The Debbie Downers among us will take a look at problems lying in wait and identify numerous items at their own fire departments within seconds. It will always be that way, and there is nothing we can do about that. But, when you put those numerous items through a strainer, some actual problems lying in wait might emerge, so it’s never a good idea to dismiss the complainers.
By identifying problems lying in wait, a department is actually predicting potential issues before they occur and should then be determining control measures to ensure they don’t become causes for tragedies. Basically, Graham sums this up by saying that predictable is preventable.
Do we have problems lying in wait in the fire service? We sure do. From the health and safety side, we have stations without diesel exhaust systems in which our walls and often our personal protective equipment are coated with a layer of diesel soot-an identified carcinogen. And, we have firefighters who are not physically fit enough to do the jobs they are called on to perform. Don’t misunderstand-I’m not talking about overweight firefighters here. I’m what some would call “lanky.” To look at me, one probably would not think I have any potential health issues that would bring me down during or following a fire where I am humping hose, clearing windows, carrying equipment up ladders, or removing fire victims. I get my annual physicals, including bloodwork to ensure my cholesterol isn’t too high and my blood sugar is in a good zone.

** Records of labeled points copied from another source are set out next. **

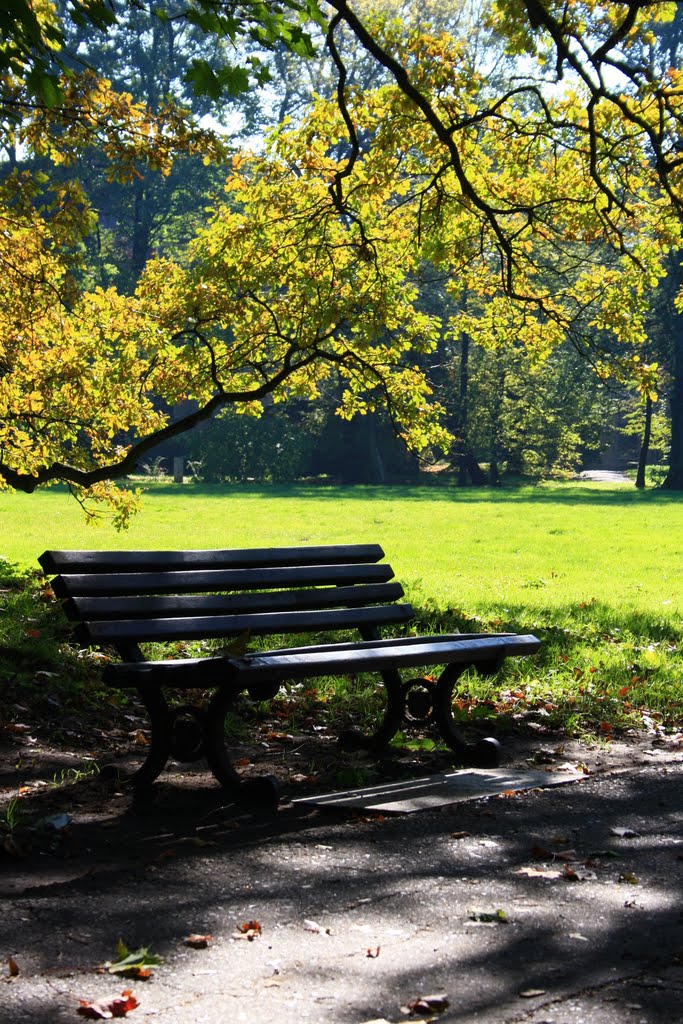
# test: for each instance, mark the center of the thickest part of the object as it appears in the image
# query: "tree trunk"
(462, 425)
(645, 446)
(674, 480)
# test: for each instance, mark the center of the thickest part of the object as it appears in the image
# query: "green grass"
(595, 570)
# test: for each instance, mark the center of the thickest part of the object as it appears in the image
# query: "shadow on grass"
(567, 494)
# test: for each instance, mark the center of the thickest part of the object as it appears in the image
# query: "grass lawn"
(595, 570)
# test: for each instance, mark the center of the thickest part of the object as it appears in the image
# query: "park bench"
(124, 599)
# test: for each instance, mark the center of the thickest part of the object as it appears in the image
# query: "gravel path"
(552, 906)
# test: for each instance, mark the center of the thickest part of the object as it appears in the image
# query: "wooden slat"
(153, 561)
(384, 644)
(212, 627)
(191, 581)
(369, 657)
(91, 608)
(323, 662)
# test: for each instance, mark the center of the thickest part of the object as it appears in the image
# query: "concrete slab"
(411, 796)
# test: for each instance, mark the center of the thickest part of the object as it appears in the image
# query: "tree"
(310, 268)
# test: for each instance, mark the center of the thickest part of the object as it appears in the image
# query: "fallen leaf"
(133, 965)
(429, 1004)
(198, 941)
(541, 872)
(572, 873)
(119, 1007)
(540, 852)
(488, 916)
(249, 930)
(629, 878)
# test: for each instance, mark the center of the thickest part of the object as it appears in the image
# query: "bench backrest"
(129, 597)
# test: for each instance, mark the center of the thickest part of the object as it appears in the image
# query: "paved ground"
(553, 906)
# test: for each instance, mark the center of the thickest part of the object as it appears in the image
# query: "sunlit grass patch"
(596, 572)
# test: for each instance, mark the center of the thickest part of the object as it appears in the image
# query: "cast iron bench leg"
(160, 744)
(485, 753)
(265, 790)
(353, 739)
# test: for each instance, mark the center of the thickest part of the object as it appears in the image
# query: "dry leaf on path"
(119, 1007)
(429, 1004)
(198, 941)
(540, 872)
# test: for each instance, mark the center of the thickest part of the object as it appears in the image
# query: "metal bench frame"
(123, 599)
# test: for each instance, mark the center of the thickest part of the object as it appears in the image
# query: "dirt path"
(553, 905)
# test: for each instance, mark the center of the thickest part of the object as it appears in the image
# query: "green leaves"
(133, 965)
(230, 81)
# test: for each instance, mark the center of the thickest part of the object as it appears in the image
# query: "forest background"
(454, 224)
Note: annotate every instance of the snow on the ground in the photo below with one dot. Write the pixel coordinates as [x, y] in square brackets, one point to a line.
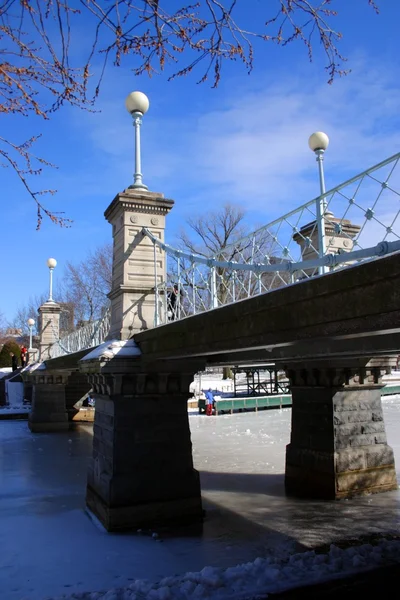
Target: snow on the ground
[4, 371]
[390, 376]
[253, 535]
[113, 348]
[15, 409]
[262, 576]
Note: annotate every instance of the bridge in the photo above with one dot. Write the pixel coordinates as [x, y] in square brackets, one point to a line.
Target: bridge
[313, 292]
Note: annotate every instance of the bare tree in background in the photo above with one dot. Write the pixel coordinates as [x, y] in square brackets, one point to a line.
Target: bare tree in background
[224, 236]
[81, 292]
[38, 75]
[85, 285]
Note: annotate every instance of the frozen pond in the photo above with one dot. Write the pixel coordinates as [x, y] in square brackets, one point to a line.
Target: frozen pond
[50, 546]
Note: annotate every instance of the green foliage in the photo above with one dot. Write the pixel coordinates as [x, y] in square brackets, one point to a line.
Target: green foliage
[5, 358]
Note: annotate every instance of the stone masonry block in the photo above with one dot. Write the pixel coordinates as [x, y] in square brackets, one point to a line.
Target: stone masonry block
[362, 440]
[370, 480]
[349, 429]
[376, 427]
[350, 460]
[379, 455]
[361, 416]
[380, 438]
[377, 416]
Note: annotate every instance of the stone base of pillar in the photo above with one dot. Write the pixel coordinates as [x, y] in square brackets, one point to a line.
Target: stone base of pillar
[48, 411]
[48, 427]
[166, 512]
[304, 476]
[338, 445]
[141, 473]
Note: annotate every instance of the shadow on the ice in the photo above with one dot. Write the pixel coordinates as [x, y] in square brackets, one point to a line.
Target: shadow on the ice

But, what about firefighters out there built like me who do not get their physicals? What problems lying in wait are there for them? You can be skinny as a rail, but lack of exercise and conditioning along with a questionable diet could be the problem lying in wait that could quite frankly kill you.

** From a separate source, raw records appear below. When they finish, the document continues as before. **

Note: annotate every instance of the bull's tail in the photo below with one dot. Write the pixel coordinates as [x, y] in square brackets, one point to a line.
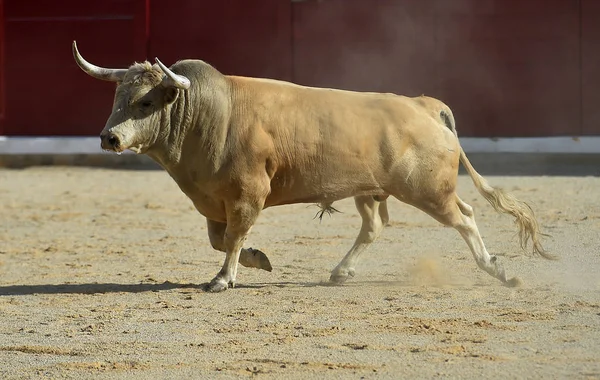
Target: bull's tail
[529, 228]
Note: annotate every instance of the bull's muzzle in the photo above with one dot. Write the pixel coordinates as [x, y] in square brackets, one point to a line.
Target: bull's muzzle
[110, 141]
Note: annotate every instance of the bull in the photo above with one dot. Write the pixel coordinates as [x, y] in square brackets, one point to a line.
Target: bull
[237, 145]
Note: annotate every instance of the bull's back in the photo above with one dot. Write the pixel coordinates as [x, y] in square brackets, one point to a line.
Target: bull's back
[331, 144]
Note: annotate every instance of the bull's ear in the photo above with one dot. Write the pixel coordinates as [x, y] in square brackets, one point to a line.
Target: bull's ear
[171, 94]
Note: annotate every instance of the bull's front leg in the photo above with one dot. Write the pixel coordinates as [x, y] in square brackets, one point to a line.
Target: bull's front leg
[249, 257]
[241, 216]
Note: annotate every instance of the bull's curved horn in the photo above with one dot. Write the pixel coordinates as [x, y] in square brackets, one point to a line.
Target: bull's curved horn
[173, 80]
[111, 75]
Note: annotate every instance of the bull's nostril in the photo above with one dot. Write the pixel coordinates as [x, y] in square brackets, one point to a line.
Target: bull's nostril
[112, 140]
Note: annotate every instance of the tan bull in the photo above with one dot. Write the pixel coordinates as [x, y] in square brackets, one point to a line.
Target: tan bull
[237, 145]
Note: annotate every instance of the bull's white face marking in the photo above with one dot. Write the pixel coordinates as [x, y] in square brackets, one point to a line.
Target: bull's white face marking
[135, 120]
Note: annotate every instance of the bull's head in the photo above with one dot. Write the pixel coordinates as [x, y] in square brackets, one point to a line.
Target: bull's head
[144, 92]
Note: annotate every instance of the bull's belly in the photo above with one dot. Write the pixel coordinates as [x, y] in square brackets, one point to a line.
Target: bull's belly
[329, 194]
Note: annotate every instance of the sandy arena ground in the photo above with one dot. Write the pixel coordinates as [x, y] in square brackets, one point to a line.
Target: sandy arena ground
[102, 273]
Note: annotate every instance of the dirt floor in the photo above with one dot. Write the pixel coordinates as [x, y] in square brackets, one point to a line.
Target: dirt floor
[102, 273]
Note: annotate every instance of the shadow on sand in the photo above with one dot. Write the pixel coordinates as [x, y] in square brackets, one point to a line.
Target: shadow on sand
[101, 288]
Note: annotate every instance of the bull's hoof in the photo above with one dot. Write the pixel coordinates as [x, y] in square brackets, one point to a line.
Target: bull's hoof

On the apparatus side of the equation, the fire service has been experiencing a fair amount of apparatus accidents in recent months and, in 2014, preliminary figures indicate that the second leading cause of line-of-duty deaths was vehicle crashes-sometimes in personal vehicles responding to the firehouse and sometimes resulting from apparatus crashes. What are the problems lying in wait there? Is it poor driver training? Is it lack of strong leadership from the officer’s seat? Is it undisciplined driving practices? If your driver training program is poor, that speaks for itself. If the officer “riding the seat” won’t tell his driver to slow down, that’s a problem lying in wait and a tragedy waiting to happen. Undisciplined driving practices grown from lack of leadership and poor driver training are also tragedies waiting to happen.
As I have come up through the ranks, my chief has often suggested stepping back at the scene to observe-obviously not in the heat of things. It is amazing what you see if you step back from time to time and observe what is happening vs. being in the thick of a situation. This isn’t always easy in volunteer departments during the day. But, when possible, step back. What you’re really doing when you take the time to observe an operation is identifying potential problems lying in wait. You’ll be amazed at what you see.
None of this is meant to be negative and indicate that the fire service is heading toward a premature end because of all the problems lying in wait. But, it’s never a bad idea to step back. Take a look at your operations, the administrative side of your department, and definitely the training division-however it is comprised. Remember what Graham said: Predictable is preventable. Are you doing everything you can to identify what you can prevent?